The Descendants (2011) – A Strangely Uplifting Deathbed Family Drama…
The plot summary of The Descendants makes it sound about as much fun as watching a club-footed farmer drown some kittens – a man prepares for the imminent death of his wife while trying to track down the man she was having an affair with. Without the marquee name of George Clooney attached, viewers might be forgiven for thinking the film is a disease-of-the-week movie that somehow found its way onto the big screen.
Luckily, the film is fronted by one of Clooney’s finest performances as the harrowed husband, fully deserving of his Oscar Nomination, and as with his more recent Nebraska, director and co-writer Alexander Payne shows his keen eye and ear for the nuances of family life.
Set in Hawaii, Payne and cinematographer Phedon Papamichael also make the Aloha State a real character in the film, much like the landscape in Nebraska, but go beyond the usual cliches of hula skirts and mai tais, Shot is luscious, almost autumnal shades, The Descendants gives a glimpse of Hawaii as a real place, rather than just a holiday destination, which is critical to the film’s subplot.
Based on Kaui Hart Hemmings’ novel of the same name, Clooney’s Matt King ought to be detestable – good-looking, wealthy, complacent, living in a dream house with a beautiful wife, a wide circle of friends and with enough dosh to send his kids to an expensive boarding school. His comfortable life is also about to get much more comfortable, with the upcoming sale of 25,000 acres of gorgeous Kauai seafront. The land belongs to a family trust, of which King is the sole trustee, and all the family needs to do is decide who to flog it to.
King’s life is soon turned upside down when his wife suffers a critical head injury in a water sports accident, and the doctors advise she isn’t going to wake up. Now Matt has to juggle his family’s expectations regarding the land deal while taking care of his two daughters, the younger emotionally troubled by her mum’s condition, and the elder hateful towards her mother because of her infidelity.
Rich people rarely make sympathetic characters in movies – no matter how bad their circumstances, there always seems to be a certain sense of schadenfreude involved, as if they somehow brought their misfortune on themselves by being so wealthy in the first place. That’s why I think George Clooney is an ace casting choice for the lead role here – I don’t mind him being far more rich, handsome, successful and charismatic than me because he’s just so damn good at it.

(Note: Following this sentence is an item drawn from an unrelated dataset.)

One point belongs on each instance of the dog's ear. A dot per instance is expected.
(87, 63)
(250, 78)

However, Clooney makes King a sympathetic character because he brings such understated bravery to the role – here is a man whose life was easy, now he not only faces dealing with the loss of his wife, but also with the fact she made him a cuckold.
It isn’t the same kind of bravery as storming a machine gun nest single-handed, or listening to the complete works of Justin Bieber without the benefit of morphine or an unlimited supply of booze. It is the type of quiet bravery we all need to draw upon at some point – the bravery to be dignified and hold yourself together, when the easiest thing to do would be to fall apart; the bravery to smile and do the right thing by your family when you’re hurting.
Clooney also imbues King with a sadness you suspect may well have been there before his wife’s accident and discovery of her affair. King is distant from his daughters and seems like a stranger in his own family – while he is trying to be a good father is such testing times, there doesn’t seem to be anyone around for Matt. It is also implied on several occasions that his wife was having an affair because he wasn’t doing the business in the sack. King carries in all with weary grace, although anxiety, frustration and grief flicker behind Clooney’s matinee idol mask.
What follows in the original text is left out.